Junto a los cuatro evangelios canónicos surgieron en las comunidades cristianas primitivas los evangelios apócrifos (lit.: escondido aparte, sustraído a la vista, secreto) que intentan colmar las lagunas que presentan los evangelios canónicos, centrándose principalmente en la infancia y la pasión de Jesús. Los apócrifos reflejan la teología popular del tiempo y delatan con frecuencia tendencias gnósticas. Algunos de ellos están datados en torno al siglo II, entre los que destacan el Evangelio de Tomás, el Evangelio de los Nazarenos y los de los Hebreos, los Egipcios y los Ebionitas, así como el de Pedro o el Protoevangelio de Santiago. Otros como la Dormición de María, la Historia de José el Carpintero y el Evangelio árabe de la infancia están datados a partir del siglo IV. Esta literatura evangélica apócrifa, que contiene en rarísimas ocasiones palabras auténticas de Jesús, es muy interesante, no obstante, para la reconstrucción de la evolución del pensamiento cristiano en los primeros siglos del cristianismo, mostrándose éste desde los inicios como un movimiento sumamente plural. La iglesia primitiva, sin embargo, no aceptó estos libros como literatura inspirada y, por esto, no quedaron incluidos en el canon o lista de libros del Nuevo Testamento.

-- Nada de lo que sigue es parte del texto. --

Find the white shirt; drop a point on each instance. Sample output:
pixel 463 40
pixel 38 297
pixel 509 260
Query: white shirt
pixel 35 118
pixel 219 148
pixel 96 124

Bibliografía: U. Becker, “Evangelio” en L. Coenen, E. Beyreuther, H. Bietenhard, Theologisches Begriffslexikon zum Neuen Testament, Brockhaus 1971 (trad. española, Sígueme, Salamanca 1980); R. Fabris, “Vangelo” y R. Fusco, “Vangeli” en P. Rossano, G. Ravasi, A. Girlanda, Nuovo Dizionario di Teologia Biblica, Paoline, Milán 1988; A. Piñero - J. Peláez, Nuevo Testamento. Introducción al estudio de los primeros escritos cristianos, El Almendro, Córdoba 1995; J. Mateos- L. A. Schökel, Nuevo Testamento, Cristiandad, Madrid 21987.